Studies have actually proved that dogs’ reactionary senses essentially light up when presented with their human’s smell, indicating that dogs truly do view their humans as family in the same way we view them as family. But their love does not cease beyond the wall of their family. Dogs’ incredible sensitivity to human emotion through sight, smell, and sound mean they can offer their support to any person who they believe to be experiencing a negative emotion. Sometimes they recognize these emotions before or better than we do.

What would happen if we started caring for each other the way that dogs care for humans? If instead of shouting hateful words we embraced one another for the common factor of our humanity?

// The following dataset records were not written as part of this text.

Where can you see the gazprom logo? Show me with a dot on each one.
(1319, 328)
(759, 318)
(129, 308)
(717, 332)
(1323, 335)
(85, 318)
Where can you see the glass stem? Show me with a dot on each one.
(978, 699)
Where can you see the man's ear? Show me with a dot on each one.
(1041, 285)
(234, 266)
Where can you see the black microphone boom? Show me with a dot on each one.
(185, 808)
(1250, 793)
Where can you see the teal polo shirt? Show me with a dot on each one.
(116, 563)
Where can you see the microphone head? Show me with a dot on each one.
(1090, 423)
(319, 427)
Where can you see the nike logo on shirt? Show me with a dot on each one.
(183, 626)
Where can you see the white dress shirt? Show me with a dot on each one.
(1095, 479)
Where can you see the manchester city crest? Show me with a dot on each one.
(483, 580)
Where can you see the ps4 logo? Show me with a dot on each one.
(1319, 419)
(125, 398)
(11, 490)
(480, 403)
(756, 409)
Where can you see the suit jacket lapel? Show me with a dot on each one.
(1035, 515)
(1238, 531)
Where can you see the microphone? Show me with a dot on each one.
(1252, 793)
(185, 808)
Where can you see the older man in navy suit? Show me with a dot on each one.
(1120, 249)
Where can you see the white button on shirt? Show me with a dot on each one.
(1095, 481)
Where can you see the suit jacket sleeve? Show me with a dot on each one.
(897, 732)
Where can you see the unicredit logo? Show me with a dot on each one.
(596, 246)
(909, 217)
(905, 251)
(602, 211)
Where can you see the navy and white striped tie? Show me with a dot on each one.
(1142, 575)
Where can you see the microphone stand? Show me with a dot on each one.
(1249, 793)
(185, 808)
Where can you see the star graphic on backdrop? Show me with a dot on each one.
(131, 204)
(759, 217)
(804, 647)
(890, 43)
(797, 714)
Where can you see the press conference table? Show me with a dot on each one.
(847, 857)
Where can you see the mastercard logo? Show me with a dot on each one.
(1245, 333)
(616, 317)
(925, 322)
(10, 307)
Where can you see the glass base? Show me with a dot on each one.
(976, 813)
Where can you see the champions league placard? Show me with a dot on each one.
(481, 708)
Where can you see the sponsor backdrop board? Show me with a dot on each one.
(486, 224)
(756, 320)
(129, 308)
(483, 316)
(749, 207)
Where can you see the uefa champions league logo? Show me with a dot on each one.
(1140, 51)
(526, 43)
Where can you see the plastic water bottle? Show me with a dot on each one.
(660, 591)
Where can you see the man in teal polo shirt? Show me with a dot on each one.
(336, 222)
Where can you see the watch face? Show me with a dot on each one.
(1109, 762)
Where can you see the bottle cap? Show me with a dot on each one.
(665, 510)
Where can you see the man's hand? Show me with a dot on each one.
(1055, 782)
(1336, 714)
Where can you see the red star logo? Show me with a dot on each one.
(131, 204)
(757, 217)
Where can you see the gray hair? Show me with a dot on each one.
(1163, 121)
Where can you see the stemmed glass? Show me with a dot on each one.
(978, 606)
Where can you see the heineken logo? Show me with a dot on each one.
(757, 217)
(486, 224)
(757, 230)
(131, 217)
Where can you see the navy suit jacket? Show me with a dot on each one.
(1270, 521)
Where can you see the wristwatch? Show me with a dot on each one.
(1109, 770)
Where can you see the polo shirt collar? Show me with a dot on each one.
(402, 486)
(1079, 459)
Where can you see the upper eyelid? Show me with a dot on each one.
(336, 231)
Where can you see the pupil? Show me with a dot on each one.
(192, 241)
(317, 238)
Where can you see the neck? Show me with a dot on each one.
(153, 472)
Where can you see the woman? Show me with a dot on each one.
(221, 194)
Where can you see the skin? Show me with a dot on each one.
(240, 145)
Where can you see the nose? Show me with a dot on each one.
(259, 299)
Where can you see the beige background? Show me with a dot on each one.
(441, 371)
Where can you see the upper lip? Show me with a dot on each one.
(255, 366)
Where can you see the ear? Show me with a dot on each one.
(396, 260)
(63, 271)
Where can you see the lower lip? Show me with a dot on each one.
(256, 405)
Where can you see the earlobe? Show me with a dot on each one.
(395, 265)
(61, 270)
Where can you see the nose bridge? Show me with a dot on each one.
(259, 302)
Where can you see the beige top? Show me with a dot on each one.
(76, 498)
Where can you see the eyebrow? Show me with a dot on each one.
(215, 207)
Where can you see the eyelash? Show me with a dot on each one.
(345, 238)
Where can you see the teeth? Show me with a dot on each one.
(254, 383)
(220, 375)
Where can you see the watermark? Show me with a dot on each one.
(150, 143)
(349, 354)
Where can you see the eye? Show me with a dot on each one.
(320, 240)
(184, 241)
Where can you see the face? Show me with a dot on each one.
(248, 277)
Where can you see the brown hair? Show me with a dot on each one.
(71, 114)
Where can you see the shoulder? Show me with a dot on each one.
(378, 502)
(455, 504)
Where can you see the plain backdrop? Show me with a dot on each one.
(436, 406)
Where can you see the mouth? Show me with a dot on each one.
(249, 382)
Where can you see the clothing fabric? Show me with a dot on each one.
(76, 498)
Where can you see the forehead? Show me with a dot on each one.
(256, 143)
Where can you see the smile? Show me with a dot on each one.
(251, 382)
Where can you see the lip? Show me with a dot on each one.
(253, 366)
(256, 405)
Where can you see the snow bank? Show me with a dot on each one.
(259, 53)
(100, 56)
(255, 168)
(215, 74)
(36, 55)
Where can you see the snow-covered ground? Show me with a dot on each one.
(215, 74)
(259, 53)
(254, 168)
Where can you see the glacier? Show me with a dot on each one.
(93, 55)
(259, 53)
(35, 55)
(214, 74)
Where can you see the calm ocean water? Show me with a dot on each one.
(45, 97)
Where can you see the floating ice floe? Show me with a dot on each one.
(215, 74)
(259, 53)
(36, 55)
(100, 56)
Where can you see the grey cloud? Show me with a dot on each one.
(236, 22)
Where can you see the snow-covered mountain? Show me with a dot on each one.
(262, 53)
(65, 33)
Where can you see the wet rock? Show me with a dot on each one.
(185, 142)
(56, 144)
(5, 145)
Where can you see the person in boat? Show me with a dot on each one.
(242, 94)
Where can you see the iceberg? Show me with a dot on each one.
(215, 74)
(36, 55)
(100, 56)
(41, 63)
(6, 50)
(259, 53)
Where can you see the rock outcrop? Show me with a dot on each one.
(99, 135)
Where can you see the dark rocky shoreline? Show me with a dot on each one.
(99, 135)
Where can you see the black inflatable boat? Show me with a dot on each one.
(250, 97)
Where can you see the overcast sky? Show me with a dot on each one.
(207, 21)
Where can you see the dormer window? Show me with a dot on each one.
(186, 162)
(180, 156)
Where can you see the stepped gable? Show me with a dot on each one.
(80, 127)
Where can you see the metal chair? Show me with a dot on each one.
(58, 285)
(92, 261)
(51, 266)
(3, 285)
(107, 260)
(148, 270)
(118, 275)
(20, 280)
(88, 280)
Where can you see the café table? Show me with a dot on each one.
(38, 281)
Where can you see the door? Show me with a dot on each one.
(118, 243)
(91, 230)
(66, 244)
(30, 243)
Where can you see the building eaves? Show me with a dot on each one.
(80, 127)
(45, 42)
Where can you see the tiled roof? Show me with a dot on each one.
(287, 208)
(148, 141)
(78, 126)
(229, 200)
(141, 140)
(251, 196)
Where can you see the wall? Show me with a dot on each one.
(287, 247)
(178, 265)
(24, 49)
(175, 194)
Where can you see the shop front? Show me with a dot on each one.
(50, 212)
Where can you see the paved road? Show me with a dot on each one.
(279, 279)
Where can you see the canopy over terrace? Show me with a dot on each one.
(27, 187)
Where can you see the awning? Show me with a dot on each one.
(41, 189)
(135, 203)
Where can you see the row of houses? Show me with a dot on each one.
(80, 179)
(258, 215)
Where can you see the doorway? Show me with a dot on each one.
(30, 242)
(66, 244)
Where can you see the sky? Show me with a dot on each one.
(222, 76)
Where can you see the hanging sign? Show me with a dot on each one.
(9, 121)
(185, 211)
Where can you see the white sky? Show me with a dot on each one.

President Obama will leave office in just over two months, after eight years of striving for unity, peace and most of all, hope. Let’s not let him down in the face of this election. Let’s give eternality to his vision by consistently displaying the values he has taught us as one nation.

I am not saying it will be easy. I, like so many others, am scared for the unity of our country. But we cannot spend any more time blaming each other and allowing the diffusion of hate so powerfully that we have made it commonplace. Most importantly, we cannot allow our children to bear witness to the vicious rhetoric that suffocates our country today.

The pure, genuine compassion that dogs consistently show could be what saves us. If we use this unconditional love on one another instead of tearing each other down, we will have the power to prevent our wonderful country from becoming a land of hate instead of unity, and to make love the language in which we are all fluent.